Typische Anwendungen

5/2-Wegeventile werden zur Ansteuerung von doppeltwirkenden pneumatischen Aktoren, wie z. B. Pneumatikzylinder, kolbenstangenlose Zylinder, Greifer und Drehantriebe eingesetzt. Doppelt wirkende Stellantriebe benötigen Druckluft, um sich in beide Richtungen zu bewegen. Um zu entscheiden, ob ein monostabiles oder bistabiles 5/2-Wegeventil eingesetzt werden soll, ist es notwendig, mehr über den Aufbau und die Anforderungen des Systems zu wissen.
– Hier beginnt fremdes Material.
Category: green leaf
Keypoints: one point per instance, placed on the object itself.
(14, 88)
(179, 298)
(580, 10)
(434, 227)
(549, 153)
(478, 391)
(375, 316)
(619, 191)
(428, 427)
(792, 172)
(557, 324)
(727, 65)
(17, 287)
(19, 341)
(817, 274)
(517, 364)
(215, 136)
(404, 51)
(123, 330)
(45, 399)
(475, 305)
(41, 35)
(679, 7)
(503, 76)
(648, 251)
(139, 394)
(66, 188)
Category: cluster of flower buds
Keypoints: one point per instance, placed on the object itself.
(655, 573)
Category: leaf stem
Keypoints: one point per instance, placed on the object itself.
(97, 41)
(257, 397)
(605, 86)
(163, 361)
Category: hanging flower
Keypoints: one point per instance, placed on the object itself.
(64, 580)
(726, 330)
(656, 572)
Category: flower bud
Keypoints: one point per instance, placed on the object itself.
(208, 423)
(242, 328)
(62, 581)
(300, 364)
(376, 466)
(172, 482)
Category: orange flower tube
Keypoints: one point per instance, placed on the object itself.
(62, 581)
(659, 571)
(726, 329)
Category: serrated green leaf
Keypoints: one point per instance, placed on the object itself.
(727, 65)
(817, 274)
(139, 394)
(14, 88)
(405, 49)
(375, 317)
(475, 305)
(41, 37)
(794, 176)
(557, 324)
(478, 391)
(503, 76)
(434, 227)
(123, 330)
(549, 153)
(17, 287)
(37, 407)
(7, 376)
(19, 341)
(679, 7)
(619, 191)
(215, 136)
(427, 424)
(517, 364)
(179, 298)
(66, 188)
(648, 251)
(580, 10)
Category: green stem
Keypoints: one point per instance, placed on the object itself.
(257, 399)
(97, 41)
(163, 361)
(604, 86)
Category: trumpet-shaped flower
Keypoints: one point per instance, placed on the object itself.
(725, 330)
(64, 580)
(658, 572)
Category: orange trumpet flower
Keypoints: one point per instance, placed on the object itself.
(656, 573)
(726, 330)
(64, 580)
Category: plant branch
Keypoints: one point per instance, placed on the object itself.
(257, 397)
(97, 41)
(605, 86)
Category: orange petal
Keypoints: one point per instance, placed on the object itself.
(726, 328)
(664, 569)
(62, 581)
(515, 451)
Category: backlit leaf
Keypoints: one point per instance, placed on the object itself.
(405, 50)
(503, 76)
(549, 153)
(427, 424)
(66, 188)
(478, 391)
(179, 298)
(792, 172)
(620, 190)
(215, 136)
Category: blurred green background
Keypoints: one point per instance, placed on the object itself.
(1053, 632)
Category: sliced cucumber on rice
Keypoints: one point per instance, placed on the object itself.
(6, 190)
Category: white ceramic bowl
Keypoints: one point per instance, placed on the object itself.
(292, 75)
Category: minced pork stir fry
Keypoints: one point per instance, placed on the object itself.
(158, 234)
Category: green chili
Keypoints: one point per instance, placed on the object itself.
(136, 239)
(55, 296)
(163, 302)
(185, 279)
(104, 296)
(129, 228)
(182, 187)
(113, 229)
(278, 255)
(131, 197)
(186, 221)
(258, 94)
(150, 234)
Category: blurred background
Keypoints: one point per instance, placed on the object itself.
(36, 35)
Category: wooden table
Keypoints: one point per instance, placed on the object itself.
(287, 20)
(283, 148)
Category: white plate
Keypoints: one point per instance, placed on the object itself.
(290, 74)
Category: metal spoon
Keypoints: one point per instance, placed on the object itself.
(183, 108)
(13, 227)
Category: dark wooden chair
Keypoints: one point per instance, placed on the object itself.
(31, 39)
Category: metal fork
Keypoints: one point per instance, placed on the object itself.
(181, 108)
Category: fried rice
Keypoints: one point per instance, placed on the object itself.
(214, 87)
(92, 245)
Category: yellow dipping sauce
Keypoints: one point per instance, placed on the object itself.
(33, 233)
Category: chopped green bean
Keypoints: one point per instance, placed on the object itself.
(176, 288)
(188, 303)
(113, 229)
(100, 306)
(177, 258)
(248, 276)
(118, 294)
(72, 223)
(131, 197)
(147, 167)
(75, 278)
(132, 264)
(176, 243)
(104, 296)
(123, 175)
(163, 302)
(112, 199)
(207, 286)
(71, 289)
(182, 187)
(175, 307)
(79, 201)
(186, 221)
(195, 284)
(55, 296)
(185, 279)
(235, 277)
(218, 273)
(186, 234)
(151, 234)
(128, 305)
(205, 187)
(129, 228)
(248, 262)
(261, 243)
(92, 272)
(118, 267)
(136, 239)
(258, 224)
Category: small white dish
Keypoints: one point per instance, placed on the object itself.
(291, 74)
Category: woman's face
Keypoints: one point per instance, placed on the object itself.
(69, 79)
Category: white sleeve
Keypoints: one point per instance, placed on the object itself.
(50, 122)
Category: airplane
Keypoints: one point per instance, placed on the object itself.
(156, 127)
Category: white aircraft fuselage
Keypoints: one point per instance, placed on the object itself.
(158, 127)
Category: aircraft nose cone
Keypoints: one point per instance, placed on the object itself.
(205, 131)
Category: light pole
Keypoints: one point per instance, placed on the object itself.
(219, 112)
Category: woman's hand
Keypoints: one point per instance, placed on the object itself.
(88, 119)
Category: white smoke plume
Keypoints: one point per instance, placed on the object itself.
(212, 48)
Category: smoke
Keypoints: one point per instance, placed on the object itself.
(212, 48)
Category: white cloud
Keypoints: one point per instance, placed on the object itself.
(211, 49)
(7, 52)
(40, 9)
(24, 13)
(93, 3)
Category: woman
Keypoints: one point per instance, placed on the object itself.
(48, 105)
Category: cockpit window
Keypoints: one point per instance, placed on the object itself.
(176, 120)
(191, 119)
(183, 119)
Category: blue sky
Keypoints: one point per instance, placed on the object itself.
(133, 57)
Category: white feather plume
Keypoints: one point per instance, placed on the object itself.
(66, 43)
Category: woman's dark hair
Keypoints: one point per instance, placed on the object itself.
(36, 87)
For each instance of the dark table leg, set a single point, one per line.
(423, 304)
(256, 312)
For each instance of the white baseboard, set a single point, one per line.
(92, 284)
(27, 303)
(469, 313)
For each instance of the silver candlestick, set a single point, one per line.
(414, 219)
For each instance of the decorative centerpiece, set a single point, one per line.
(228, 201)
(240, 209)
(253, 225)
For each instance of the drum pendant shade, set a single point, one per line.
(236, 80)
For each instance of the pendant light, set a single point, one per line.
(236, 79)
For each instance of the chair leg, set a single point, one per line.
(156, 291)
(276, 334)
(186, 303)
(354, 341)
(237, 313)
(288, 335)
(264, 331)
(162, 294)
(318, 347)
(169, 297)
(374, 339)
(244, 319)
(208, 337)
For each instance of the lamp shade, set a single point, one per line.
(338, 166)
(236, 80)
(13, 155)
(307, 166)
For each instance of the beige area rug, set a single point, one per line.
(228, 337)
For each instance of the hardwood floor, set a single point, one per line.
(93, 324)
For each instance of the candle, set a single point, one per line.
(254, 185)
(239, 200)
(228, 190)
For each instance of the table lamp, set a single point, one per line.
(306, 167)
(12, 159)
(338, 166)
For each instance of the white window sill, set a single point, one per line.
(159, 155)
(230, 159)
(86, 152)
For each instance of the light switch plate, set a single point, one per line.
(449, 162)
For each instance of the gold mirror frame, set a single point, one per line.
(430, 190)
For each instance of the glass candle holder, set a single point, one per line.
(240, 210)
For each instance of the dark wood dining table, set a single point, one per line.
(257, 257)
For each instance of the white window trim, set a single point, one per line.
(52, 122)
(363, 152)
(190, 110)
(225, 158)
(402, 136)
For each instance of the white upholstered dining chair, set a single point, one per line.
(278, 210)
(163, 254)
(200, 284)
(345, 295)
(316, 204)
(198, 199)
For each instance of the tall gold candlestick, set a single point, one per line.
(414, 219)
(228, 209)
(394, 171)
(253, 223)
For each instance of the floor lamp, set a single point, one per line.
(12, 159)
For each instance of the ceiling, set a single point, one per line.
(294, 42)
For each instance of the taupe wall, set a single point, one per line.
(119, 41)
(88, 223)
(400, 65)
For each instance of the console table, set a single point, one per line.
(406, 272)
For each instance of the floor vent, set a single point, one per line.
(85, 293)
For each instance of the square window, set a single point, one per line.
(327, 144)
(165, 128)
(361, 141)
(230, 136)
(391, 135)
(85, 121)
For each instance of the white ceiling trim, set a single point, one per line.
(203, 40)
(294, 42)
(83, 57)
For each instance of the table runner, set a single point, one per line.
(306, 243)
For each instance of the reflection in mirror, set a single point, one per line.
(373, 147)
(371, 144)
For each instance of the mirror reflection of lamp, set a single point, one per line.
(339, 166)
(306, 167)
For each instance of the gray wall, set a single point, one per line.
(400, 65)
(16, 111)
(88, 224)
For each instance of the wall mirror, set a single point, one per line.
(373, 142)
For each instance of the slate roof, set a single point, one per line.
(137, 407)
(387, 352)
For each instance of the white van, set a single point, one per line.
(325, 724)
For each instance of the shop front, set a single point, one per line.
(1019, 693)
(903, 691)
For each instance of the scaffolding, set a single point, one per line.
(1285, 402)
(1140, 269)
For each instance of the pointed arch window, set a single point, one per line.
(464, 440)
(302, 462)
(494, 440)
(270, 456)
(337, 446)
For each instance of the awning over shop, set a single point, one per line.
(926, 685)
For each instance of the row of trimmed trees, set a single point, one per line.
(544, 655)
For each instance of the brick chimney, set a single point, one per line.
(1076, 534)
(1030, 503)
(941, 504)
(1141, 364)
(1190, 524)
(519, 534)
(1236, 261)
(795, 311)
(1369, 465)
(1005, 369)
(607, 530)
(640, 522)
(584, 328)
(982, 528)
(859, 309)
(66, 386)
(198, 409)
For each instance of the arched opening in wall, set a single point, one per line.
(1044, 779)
Um zu entscheiden, welches Ventil verwendet werden kann, werden folgende Informationen benötigt:

  • Wie viele Aktuatoren sind im System?
  • Wie viele E/A-Ports sind auf der SPS verfügbar?
  • Stellantriebspositionen
  • Normale Arbeitsbedingungen
  • Sicherheitsanforderungen
Schematische Darstellung eines doppeltwirkenden Zylinders mit einstellbarer Endlagendämpfung an beiden Enden, betätigt durch ein 5/2-Wege-Monostabilventil

Schematische Darstellung eines doppeltwirkenden Zylinders mit einstellbarer Endlagendämpfung an beiden Enden, betätigt durch ein 5/2-Wege-Monostabilventil

Die Anzahl der Stellantriebe bestimmt die erforderliche Ventilanzahl: Jeder Stellantrieb bzw. jede Stellantriebsgruppe benötigt ein eigenes Regelventil. Die SPS begrenzt die Anzahl der Spulen, die erregt werden können. Monostabile Ventile (mit einer Magnetspule) erfordern weniger Verkabelung und SPS-Ausgänge als bistabile Ventile (mit zwei Magnetspulen). Einige Verteiler verfügen über eine interne Verdrahtung und einen Anschluss, der mit allen Ventilen verbunden ist, z. B. einen 25-poligen D-SUB-Anschluss. In diesem speziellen Fall konnten nur 12 bistabile Ventile im Vergleich zu 25 monostabilen Ventilen installiert werden.

Die Wahl zwischen monostabilen und bistabilen Ventilen ist oft durch Sicherheitsanforderungen motiviert. Bei manchen Maschinenkonstruktionen kann es zur Vermeidung von Maschinenschäden oder Verletzungen erwünscht sein, dass der Stellantrieb während eines Stromausfalls in die Grundposition zurückkehrt. In solchen Fällen wird ein monostabiles Ventil empfohlen. In anderen Ausführungen sind bistabile Ventile besser geeignet, wenn es darum geht, den Stellantrieb in der letzten Position zu halten.